Causal Bandit Over Unknown Graphs: Upper Confidence Bounds With Backdoor Adjustment

arXiv:2502.02020v3 Announce Type: replace Abstract: The causal bandit problem seeks to identify, through sequential experimentation, an intervention that maximizes the expected reward in a causal system modeled by a directed acyclic graph (DAG). Existing methods typically assume that the causal graph is known or impose restrictive structural assumptions. In this paper, we study causal bandit problems when the causal graph is unknown. We first consider Gaussian DAG models without latent confounders. By combining observational and experimental data collected sequentially during the bandit process, we identify candidate backdoor adjustment sets for each intervention arm. These sets enable estimation of causal effects and construction of upper confidence bounds that integrate information from both data sources.
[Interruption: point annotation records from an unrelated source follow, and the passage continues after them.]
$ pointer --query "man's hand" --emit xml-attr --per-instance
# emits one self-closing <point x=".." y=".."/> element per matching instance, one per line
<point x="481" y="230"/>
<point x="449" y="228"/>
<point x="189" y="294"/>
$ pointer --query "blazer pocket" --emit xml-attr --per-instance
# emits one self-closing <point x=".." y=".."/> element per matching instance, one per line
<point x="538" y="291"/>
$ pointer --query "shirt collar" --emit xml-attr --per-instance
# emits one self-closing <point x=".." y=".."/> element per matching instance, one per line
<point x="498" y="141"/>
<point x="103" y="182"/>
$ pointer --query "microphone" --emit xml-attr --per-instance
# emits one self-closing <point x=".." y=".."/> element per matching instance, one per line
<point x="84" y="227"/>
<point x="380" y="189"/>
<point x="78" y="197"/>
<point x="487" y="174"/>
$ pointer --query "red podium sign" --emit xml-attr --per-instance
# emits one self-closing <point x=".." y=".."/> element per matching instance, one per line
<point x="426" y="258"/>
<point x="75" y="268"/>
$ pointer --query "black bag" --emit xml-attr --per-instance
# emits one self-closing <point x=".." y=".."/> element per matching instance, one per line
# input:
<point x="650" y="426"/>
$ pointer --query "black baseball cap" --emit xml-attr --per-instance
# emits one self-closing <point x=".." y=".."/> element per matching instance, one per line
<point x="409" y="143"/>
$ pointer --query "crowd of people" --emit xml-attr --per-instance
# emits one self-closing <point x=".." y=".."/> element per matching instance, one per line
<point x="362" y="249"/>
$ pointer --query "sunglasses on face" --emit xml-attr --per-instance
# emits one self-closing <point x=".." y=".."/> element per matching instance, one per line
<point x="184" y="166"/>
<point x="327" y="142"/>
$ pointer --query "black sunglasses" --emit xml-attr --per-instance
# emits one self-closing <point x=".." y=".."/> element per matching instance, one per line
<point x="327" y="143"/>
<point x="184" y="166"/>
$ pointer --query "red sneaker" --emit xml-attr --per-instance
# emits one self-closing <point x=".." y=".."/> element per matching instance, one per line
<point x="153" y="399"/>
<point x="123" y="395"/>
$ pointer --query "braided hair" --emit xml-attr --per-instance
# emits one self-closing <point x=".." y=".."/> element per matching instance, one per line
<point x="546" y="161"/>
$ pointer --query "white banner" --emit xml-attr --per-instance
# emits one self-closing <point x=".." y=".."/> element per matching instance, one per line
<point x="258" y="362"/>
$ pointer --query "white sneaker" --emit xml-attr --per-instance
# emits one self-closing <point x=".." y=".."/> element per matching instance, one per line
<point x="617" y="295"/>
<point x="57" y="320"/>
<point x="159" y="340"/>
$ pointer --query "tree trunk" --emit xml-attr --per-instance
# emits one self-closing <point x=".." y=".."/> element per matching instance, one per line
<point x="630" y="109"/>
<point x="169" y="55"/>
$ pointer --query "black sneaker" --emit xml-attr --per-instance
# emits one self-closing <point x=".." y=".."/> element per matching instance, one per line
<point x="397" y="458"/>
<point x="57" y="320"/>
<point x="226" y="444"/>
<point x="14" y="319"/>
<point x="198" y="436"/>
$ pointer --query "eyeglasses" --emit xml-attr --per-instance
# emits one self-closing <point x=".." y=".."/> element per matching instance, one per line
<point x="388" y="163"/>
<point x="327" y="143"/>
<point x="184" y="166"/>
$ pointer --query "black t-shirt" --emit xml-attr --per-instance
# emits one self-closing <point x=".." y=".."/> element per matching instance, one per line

Based on these estimates, we propose a new algorithm, termed backdoor-adjustment upper confidence bound (BA-UCB), for sequential intervention selection. We establish finite-time upper bounds on the cumulative regret of BA-UCB, showing improved rates and substantially relaxed dependency on the number of intervention arms compared to standard multi-armed bandit methods. We further extend the methodology and theoretical guarantees to settings with latent confounders, where the observed variables are modeled by an acyclic directed mixed graph. Simulation studies demonstrate that BA-UCB achieves substantially lower cumulative regret and favorable computational efficiency relative to existing approaches.